Colostrum Quality Influences Long-term Health

( Maureen Hanson )

The colostrum you fed a heifer calf this morning is one of the main predictors of her health as both a calf and a cow. What factors influence the quality of that colostrum? Sheila McGuirk, retired Professor of Veterinary Medicine at the University of Wisconsin, discusses issues that can affect colostrum quality, and how it can be improved.

Failure of passive transfer of immunity (FPT) is essentially a failure of colostrum quality, delivery or both. 

Sheila McGuirk, retired Professor of Veterinary Medicine at the University of Wisconsin, said FPT is a major problem that has negative short- and long-term consequences for the health and productivity of herd replacements.

When individual calves are identified as FPT through routine monitoring of serum total protein (STP) concentration, they can be monitored for more intensive health screenings throughout their lives. But when the problem is more herd-wide, McGuirk said the entire colostrum program needs evaluation. 

“When more than 20% of calves in a herd have STP readings of less than 5.5 gm/dl, or more than 10% have STP levels lower than 5.2 gm/dl, the colostrum program needs attention,” said McGuirk.

She advised such data should come from at least 10 to 12 calves less than 7 days of age.

McGuirk said the cause of herd-wide FPT is likely related to colostrum volume, cleanliness, absorption factors or quality – or a combination of these factors.

She said in terms of volume, Holstein calves that suckle should be fed at least 3 quarts of colostrum within 4 hours of birth. If an esophageal feeder is needed, that volume should be raised to 4 quarts. Bacterial contamination (more than 100,000 cfu/ml of bacteria) can interfere with immunoglobulin absorption.

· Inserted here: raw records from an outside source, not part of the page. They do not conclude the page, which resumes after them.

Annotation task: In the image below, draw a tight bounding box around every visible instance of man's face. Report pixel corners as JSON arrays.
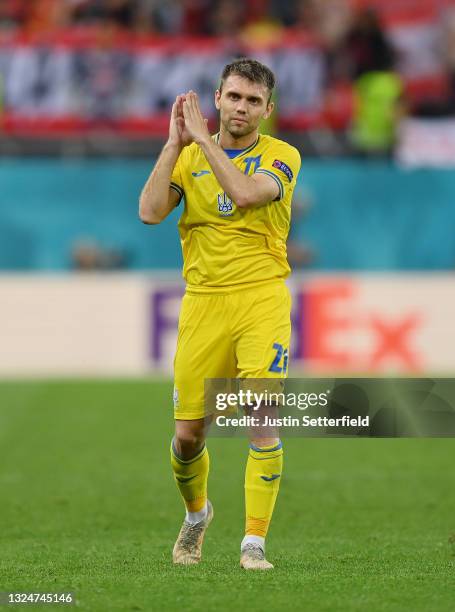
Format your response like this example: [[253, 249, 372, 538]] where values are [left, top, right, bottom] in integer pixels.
[[215, 74, 273, 138]]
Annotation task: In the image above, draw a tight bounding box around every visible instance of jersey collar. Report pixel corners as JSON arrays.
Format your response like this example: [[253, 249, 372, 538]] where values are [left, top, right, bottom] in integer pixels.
[[215, 132, 261, 157]]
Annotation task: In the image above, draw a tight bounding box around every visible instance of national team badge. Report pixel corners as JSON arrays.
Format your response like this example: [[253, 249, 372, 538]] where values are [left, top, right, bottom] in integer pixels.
[[272, 159, 294, 183], [217, 193, 234, 217]]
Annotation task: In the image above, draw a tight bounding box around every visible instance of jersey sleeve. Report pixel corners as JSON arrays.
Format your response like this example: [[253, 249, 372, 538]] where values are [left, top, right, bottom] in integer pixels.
[[255, 142, 301, 200], [169, 151, 185, 206]]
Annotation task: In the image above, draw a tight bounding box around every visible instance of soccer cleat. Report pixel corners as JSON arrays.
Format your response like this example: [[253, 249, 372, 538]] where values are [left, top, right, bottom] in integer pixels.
[[240, 544, 273, 570], [172, 500, 213, 565]]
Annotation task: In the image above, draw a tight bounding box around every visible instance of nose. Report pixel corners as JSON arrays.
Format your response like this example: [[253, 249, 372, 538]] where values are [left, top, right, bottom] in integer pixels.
[[235, 98, 246, 115]]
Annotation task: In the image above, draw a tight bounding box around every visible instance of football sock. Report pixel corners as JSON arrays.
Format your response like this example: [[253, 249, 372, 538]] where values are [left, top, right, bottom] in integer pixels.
[[171, 440, 209, 523], [240, 536, 265, 552], [242, 442, 283, 544]]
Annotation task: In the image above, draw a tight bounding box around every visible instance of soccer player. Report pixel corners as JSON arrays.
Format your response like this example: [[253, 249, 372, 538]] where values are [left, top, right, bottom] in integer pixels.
[[139, 59, 300, 570]]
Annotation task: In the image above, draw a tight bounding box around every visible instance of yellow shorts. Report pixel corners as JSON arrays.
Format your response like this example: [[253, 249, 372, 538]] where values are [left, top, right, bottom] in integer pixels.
[[174, 280, 291, 420]]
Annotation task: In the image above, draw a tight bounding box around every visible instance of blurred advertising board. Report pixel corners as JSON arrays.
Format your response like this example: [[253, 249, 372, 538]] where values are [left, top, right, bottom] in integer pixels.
[[396, 119, 455, 168], [0, 274, 455, 378]]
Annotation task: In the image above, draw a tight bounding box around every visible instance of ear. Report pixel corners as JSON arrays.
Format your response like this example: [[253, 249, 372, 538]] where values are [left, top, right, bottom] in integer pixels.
[[262, 102, 275, 119], [215, 89, 221, 110]]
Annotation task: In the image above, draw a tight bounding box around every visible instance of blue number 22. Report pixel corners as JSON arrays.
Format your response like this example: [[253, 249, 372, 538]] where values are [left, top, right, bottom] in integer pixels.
[[269, 342, 288, 374]]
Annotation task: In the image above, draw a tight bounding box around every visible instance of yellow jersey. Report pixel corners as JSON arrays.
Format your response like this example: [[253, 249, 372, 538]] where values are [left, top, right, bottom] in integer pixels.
[[171, 134, 301, 292]]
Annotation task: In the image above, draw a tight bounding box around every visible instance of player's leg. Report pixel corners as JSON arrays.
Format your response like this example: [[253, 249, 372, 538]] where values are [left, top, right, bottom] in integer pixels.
[[171, 295, 234, 564], [236, 283, 291, 569]]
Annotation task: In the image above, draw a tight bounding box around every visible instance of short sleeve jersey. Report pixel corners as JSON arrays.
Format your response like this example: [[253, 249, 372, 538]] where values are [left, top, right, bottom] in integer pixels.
[[171, 135, 301, 292]]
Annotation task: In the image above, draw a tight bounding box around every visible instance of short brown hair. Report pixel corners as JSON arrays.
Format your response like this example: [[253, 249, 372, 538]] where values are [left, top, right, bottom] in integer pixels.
[[220, 57, 275, 102]]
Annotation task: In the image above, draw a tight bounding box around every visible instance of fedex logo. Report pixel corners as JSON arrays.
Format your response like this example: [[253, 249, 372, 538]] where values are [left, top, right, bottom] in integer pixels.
[[292, 279, 423, 373], [149, 277, 426, 374]]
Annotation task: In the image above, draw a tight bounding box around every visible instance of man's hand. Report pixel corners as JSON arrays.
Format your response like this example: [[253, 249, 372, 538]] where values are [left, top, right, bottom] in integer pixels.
[[168, 95, 193, 149], [182, 91, 210, 144]]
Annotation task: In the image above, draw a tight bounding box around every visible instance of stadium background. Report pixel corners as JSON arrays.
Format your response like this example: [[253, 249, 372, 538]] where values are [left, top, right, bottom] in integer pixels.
[[0, 0, 455, 610]]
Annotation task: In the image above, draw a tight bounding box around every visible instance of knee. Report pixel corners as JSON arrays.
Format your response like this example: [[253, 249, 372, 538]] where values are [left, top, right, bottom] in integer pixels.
[[174, 432, 205, 459]]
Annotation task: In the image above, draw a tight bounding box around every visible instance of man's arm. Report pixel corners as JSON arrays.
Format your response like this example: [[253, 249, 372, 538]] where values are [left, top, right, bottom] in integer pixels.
[[183, 92, 280, 208], [139, 142, 181, 225], [139, 96, 192, 225]]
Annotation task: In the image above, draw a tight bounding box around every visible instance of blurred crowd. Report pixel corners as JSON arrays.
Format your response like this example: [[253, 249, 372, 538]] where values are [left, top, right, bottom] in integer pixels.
[[0, 0, 364, 36], [0, 0, 455, 153]]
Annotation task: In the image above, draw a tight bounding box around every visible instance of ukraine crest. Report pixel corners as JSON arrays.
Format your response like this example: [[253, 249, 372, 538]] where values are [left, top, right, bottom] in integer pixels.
[[217, 193, 234, 217]]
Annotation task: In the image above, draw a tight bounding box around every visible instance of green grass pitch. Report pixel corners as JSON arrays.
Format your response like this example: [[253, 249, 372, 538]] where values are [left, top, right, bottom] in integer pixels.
[[0, 381, 455, 612]]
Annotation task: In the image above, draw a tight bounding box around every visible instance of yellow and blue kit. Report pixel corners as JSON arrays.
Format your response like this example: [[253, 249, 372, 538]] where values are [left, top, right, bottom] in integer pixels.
[[171, 135, 300, 419]]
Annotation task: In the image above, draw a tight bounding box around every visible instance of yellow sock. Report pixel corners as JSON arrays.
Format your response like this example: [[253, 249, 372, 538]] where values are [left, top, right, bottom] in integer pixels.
[[171, 440, 209, 512], [245, 442, 283, 538]]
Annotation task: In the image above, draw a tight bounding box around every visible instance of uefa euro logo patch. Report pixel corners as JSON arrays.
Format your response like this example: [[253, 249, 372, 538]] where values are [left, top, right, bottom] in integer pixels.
[[272, 159, 294, 182], [217, 193, 234, 217]]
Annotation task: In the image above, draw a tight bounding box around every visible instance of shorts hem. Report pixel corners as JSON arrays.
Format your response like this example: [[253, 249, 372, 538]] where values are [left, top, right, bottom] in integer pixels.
[[174, 410, 208, 421]]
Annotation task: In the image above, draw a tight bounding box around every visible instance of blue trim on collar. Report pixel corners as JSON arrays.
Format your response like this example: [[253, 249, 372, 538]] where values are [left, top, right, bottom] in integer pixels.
[[223, 147, 248, 159]]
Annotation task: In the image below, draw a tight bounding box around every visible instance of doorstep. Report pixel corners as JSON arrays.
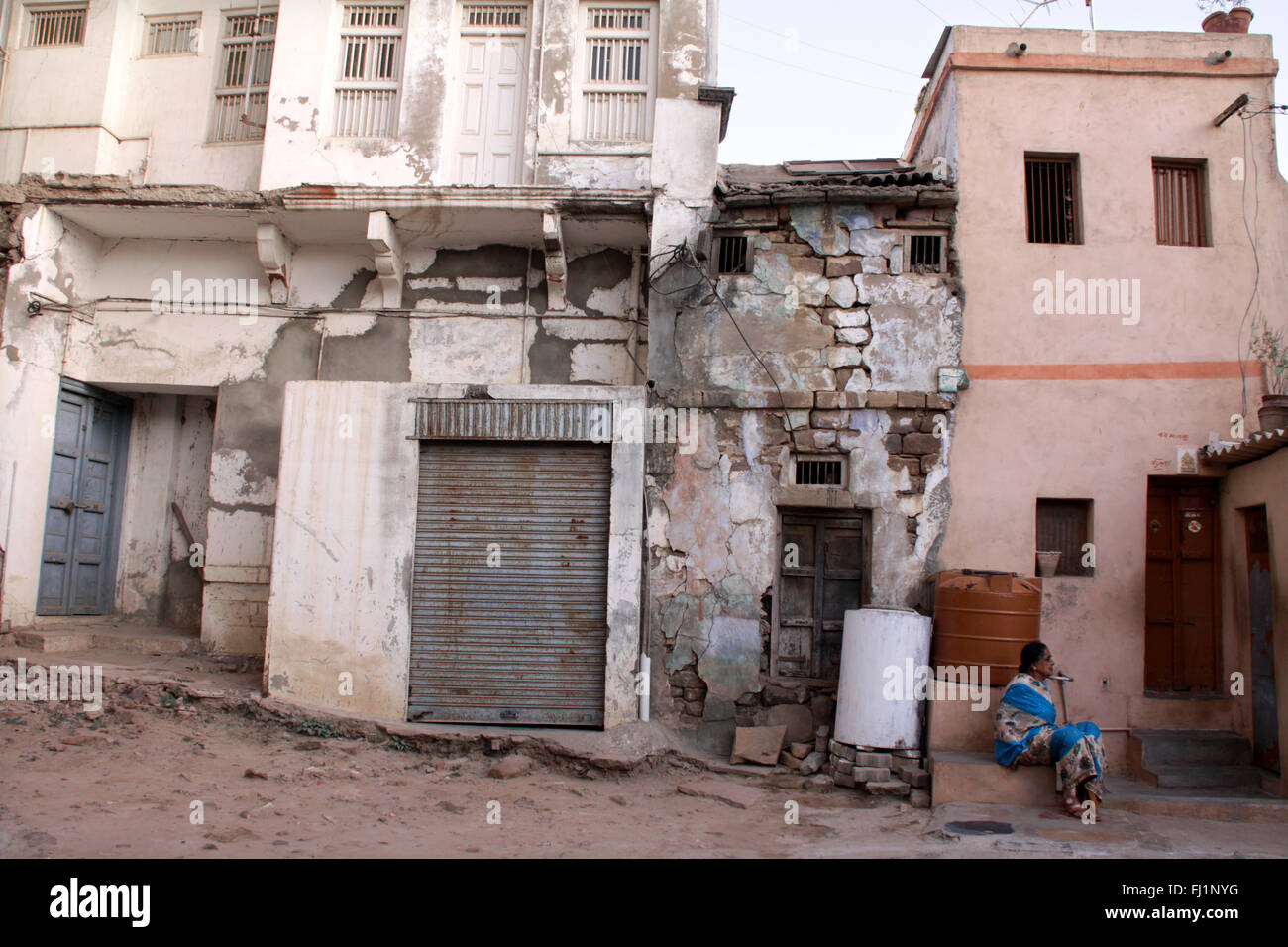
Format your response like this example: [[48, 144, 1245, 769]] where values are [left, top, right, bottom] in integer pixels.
[[10, 618, 201, 655], [930, 750, 1288, 823]]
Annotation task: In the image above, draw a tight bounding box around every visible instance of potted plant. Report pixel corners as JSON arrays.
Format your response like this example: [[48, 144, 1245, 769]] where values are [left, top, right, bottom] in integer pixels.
[[1198, 0, 1254, 34], [1250, 322, 1288, 430]]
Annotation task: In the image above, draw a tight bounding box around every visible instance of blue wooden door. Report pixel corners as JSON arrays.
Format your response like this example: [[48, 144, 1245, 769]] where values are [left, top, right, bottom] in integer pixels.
[[36, 380, 130, 614]]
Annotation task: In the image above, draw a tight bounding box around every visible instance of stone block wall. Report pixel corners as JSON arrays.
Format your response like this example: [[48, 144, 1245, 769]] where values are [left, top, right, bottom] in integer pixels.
[[647, 193, 962, 732]]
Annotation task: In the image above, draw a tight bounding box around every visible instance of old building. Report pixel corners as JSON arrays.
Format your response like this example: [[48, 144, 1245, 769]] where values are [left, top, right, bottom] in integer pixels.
[[906, 18, 1288, 801], [0, 0, 731, 725], [647, 161, 962, 746]]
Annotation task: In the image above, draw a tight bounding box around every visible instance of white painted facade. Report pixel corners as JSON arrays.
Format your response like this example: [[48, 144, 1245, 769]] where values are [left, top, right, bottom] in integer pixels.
[[0, 0, 726, 725]]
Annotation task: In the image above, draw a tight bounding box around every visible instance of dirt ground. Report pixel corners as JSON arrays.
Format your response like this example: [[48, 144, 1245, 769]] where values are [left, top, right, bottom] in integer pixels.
[[0, 703, 928, 858], [0, 680, 1288, 858]]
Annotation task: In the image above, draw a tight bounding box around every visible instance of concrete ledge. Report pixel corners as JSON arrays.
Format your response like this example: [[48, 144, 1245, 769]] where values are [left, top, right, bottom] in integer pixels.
[[928, 750, 1059, 806]]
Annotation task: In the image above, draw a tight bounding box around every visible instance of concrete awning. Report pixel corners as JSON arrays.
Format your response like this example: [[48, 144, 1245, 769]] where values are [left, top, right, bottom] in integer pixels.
[[1203, 428, 1288, 467]]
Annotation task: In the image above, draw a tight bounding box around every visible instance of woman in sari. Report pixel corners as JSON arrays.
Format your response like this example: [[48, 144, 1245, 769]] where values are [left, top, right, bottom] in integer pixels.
[[993, 642, 1105, 817]]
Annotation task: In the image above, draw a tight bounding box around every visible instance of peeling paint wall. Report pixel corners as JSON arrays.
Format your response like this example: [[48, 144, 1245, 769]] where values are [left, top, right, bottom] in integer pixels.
[[648, 193, 962, 733], [0, 0, 716, 191], [266, 382, 644, 728], [116, 394, 215, 629], [0, 202, 647, 655]]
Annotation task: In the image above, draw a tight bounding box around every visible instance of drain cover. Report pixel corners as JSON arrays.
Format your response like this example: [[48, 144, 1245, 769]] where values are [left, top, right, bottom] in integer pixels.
[[944, 822, 1015, 835]]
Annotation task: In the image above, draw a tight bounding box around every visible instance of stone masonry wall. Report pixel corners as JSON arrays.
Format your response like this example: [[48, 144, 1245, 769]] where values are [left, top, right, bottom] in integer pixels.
[[647, 193, 961, 742]]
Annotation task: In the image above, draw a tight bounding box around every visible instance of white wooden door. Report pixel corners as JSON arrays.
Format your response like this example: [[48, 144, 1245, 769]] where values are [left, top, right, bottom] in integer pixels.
[[455, 4, 528, 185]]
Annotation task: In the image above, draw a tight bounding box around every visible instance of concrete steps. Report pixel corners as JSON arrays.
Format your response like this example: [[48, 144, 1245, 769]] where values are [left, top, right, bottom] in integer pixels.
[[1150, 766, 1261, 789], [928, 750, 1288, 823], [1127, 728, 1265, 789], [13, 621, 201, 655], [1129, 728, 1252, 767]]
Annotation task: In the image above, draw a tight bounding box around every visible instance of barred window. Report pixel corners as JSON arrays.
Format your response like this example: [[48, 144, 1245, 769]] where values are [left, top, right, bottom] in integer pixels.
[[210, 9, 277, 142], [1154, 158, 1211, 246], [334, 3, 407, 138], [23, 4, 89, 47], [1024, 155, 1082, 244], [581, 4, 657, 142], [143, 13, 201, 56]]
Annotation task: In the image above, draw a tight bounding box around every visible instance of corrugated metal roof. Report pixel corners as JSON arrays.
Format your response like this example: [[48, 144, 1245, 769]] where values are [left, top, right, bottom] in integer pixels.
[[1203, 428, 1288, 467], [720, 158, 944, 192]]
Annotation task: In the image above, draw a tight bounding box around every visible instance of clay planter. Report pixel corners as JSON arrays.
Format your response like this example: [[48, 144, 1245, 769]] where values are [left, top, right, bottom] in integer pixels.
[[1257, 394, 1288, 430], [1203, 7, 1254, 34]]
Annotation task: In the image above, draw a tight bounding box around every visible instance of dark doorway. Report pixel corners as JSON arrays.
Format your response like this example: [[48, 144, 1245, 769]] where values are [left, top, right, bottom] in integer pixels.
[[1145, 478, 1220, 693], [1243, 506, 1279, 773], [770, 510, 868, 681], [36, 378, 130, 614]]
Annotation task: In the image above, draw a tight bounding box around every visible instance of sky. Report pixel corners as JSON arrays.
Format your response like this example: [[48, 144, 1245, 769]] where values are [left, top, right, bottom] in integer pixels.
[[718, 0, 1288, 176]]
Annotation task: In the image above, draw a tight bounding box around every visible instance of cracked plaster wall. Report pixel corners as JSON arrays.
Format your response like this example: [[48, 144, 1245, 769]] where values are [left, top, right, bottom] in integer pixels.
[[0, 210, 644, 653], [647, 198, 961, 727]]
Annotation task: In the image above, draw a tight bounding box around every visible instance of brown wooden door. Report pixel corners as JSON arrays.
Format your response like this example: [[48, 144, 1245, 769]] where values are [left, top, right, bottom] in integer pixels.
[[1243, 506, 1279, 773], [772, 510, 867, 681], [1145, 480, 1220, 693]]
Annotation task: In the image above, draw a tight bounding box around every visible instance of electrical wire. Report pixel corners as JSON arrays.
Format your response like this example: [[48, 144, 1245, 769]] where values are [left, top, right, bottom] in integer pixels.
[[649, 244, 800, 451], [721, 12, 926, 78], [724, 44, 915, 95], [1236, 107, 1278, 417], [974, 0, 1010, 26], [917, 0, 948, 26]]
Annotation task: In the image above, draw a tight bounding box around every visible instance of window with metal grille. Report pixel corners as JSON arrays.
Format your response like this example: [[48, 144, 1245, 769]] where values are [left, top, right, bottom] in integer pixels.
[[210, 8, 277, 142], [1154, 158, 1211, 246], [907, 233, 944, 273], [793, 458, 845, 487], [716, 233, 751, 273], [581, 4, 657, 142], [1024, 155, 1082, 244], [143, 13, 201, 56], [23, 4, 89, 47], [1034, 498, 1096, 576], [461, 4, 528, 27], [335, 3, 407, 138]]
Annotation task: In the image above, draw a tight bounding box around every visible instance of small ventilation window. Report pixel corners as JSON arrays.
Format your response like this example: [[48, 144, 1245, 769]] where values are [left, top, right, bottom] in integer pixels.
[[143, 13, 201, 56], [23, 4, 89, 47], [1154, 158, 1212, 246], [1024, 155, 1082, 244], [1035, 498, 1096, 576], [909, 233, 944, 273], [716, 235, 751, 274], [794, 458, 845, 487]]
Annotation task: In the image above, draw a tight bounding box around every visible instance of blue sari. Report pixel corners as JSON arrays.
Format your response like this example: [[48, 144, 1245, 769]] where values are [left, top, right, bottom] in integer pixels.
[[993, 673, 1105, 797]]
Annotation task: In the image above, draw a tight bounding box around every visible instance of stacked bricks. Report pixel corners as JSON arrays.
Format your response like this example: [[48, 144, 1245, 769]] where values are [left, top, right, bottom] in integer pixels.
[[828, 740, 930, 809]]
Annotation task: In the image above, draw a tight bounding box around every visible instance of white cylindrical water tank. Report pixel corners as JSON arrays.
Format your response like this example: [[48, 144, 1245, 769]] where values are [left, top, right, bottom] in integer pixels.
[[836, 605, 932, 750]]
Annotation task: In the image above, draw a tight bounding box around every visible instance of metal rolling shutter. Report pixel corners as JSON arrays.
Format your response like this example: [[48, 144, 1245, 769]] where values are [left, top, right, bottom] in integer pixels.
[[407, 441, 612, 725]]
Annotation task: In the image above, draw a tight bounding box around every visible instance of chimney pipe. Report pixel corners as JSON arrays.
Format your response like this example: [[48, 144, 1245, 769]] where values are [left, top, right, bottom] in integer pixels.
[[1203, 7, 1254, 34]]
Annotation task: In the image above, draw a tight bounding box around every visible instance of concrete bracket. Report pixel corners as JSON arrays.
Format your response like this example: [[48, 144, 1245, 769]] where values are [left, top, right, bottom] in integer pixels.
[[541, 213, 568, 312], [255, 223, 291, 305], [368, 210, 406, 309]]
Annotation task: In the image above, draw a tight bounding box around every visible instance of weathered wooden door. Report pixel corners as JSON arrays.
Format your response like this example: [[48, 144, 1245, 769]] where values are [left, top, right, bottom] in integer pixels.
[[36, 380, 130, 614], [772, 510, 867, 681], [1243, 506, 1279, 773], [1145, 480, 1220, 693], [456, 3, 528, 185]]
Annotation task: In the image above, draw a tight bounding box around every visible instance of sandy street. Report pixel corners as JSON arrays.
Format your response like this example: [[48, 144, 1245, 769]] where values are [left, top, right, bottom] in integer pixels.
[[0, 689, 1288, 858]]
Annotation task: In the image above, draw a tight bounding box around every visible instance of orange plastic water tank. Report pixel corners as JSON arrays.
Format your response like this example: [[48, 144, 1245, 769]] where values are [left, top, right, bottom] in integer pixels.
[[930, 570, 1042, 686]]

If the colostrum is low in immunoglobulins, there are fewer antibodies available for calves to absorb. McGuirk said common reasons for low-quality colostrum are:

  • High-producing cows. Colostrum dilution occurs soon after calving.
  • Delayed milking. Colostrum should be harvested within 4 hours of calving.
  • Suckling calves. If calves are left with the cow for 30 to 60 minutes after birth, the calf often has nursed the cow. 
  • Leaking milk or pre-milking before calving.
  • Short dry periods of 30 days or less.
  • Nutritional deficiencies in the dry-cow program. McGuirk noted this issue usually impairs colostrum volume more than quality.
  • Health issues in the dams. Again, this usually results in lower colostrum volume versus quality.
  • Limited or poor vaccination program for dams. McGuirk cautioned that while vaccinating for certain diseases is important to protect the health of calves, it does not affect measurable immunoglobulin levels.  

The veterinarian said herds experiencing widespread FPT can benefit from evaluation by an experienced third party, to determine which factors may be affecting colostrum quality and/or delivery and ultimately impacting calves’ immunity.